Con ser grave, no es lo más terrible que le pasa a una mujer. La peor enfermedad que sufre la mujer es la violencia machista. Tiene diversas formas. Y no es raro que cause la muerte. Lo que ocurre con la mujer es la gran cura por hacer en la India emergente. Cada vez existe más conciencia, más inquietud, pero todavía es una reacción débil frente a ese destrozo de vidas que se asume como un coste cotidiano. Pero es algo tremendo. En víctimas equivale a una guerra. Y detrás de la apariencia, la vida para la mayoría de las mujeres es una esclavitud. Las obligan a casarse con alguien que muchas veces ni siquiera conocen. Tienen que pagar dote. Muchos maridos, ¡y suegros!, siguen pidiendo dinero toda la vida. Hay miles de violaciones que ni siquiera se denuncian porque es una deshonra para la familia. Si un hombre tiene muchas deudas, no es raro que se marche y deje la carga de las deudas a la mujer. Y se venden niñas. Hay huérfanas a las que venden por dos mil rupias. A veces, ni siquiera pagan nada por ellas.
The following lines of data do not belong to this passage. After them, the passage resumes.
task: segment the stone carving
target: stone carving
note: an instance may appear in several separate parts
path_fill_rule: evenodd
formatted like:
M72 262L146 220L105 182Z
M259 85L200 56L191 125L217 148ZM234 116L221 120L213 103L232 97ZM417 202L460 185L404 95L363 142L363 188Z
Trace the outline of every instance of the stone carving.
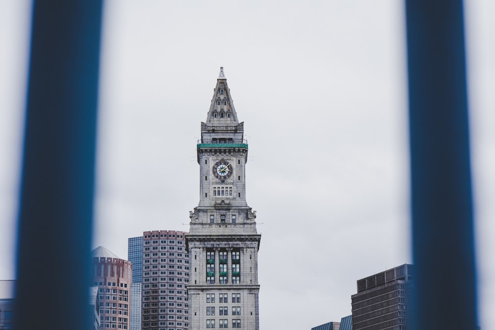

El cambio de este estado de cosas depende del gobierno, sí, de la administración, de la justicia. Aunque en la India hay buenas leyes, algunas muy avanzadas, el problema es que no se cumplen. Para que se produzca ese cambio, tiene que haber una conciencia en las propias mujeres. No va a acabar esta esclavitud y esta violencia por arte de magia. Y cuando toman conciencia, las indias tienen mucho carácter. Hacen un trabajo extraordinario. Ellas son la fuerza de la Fundación, que ha tomado iniciativas que son una novedad total, como crear casas de acogida, centros de asesoramiento, pero también talleres de trabajo y un sistema de pequeños préstamos para que puedan rehacer sus vidas. Las casas, la propiedad, están a nombre de las mujeres. Para que no puedan expulsarlas. Y también las cuentas en los bancos. Porque sin recursos propios, sin independencia, nunca se liberarán de esa esclavitud.
De esto se habla en Bathalapalli, donde lo urgente es curar.